A post on KPBS's website about the changes—minor things like moving Fresh Air with Terry Gross from 1 to 8 p.m. and adding shows like The Takeaway—stimulated a long comment thread, with most folks just as angry as the letter writers.

"BOO, KPBS," writes Amy Pippert Magnuson. "I do not like the Fresh Air schedule change. Now my lunch breaks in my car will be lonely and uninteresting."

As the director of programming for both KPBS radio and television, Decker is the guy to either blame or thank for switching up your local public-media-consumption routine. A longtime company man who's been at KPBS since the '90s, he says that while television is much more flexible and the schedule is adjusted often without much fuss, he rarely makes changes to radio—people feel a special kind of ownership over public airwaves, so making even just small adjustments is liable to incite listener outrage. Plus, the station is doing well overall, so why make big changes?

When Decker does make tweaks to radio programming, he says the decisions are always based on the quality of the content and audience data—numbers he gets from Nielsen ratings. He often takes the time to personally explain the rationale behind schedule changes to individual listeners who complain, and he says he's usually able to make most of them see his side eventually.

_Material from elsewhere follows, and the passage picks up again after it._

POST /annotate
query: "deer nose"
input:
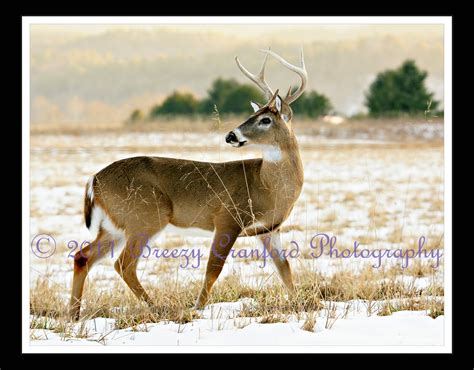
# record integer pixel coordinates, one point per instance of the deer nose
(231, 138)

"I've been looking at those specific numbers for a long time," Decker says of the Fresh Air move. "Terry is great, but at 1 o'clock, she just wasn't doing well."

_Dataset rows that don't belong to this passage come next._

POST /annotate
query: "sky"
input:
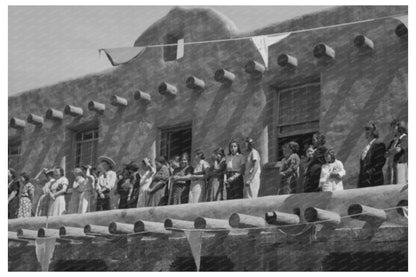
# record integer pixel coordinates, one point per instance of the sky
(49, 44)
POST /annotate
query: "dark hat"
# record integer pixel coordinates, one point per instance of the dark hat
(370, 126)
(13, 172)
(249, 140)
(161, 160)
(132, 166)
(108, 160)
(49, 171)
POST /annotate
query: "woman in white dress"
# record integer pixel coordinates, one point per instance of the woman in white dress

Go ahead and question Decker about why he's still airing Car Talk, too, even though the popular public radio show has been in reruns since 2012. I've personally complained about it on social media and even emailed Decker an article penned by public-radio rock-star Ira Glass. In the article, Glass takes program directors to task and encourages them to pull Car Talk in order to make space for new shows by new talent. Decker will tell you he doesn't totally disagree with Glass, but, again, he's a numbers guy and not ready to turn his back on the at least 60,000 people who still tune into Car Talk every weekend.

While that sort of major programming change is still too risky a move for Decker, he's recently been working hard on a new, experimental project that's slowly been growing KPBS's library of local programs and cultivating new, young talent.

KPBS Explore offers independent producers the chance to score grant money to create localized content. Decker launched the program three years ago on KPBS-TV and attracted a number of talented producers who've since created interesting shows like Crossing South, A Growing Passion, Savor San Diego, SnapShot, Animal R&R and Kings of the Craft, a new show about the local beer scene that will launch on May 21.

SnapShot, with local photographer Tim Mantoani, explored unique San Diego places and people.

"The Explore project is where I have the most amount of fun, and that's where I spend a lot of my time," Decker says, searching for one of his many remotes and turning on an episode of SnapShot, a beautifully stylized show that ran last year and features local photographer Tim Mantoani as he turns his lens toward some of the county's most colorful characters. The independent producers "have a huge amount of freedom with this. I'm very clear in the RFP [request for proposals] process, the only guidelines are that the show has to be local, it has to be engaging, it has to take viewers someplace they've never been or introduce them to people they've never met, you know—there has to be a strong sense of place. Other than that, as long as it's not profane, stupid or inane, then knock yourself out."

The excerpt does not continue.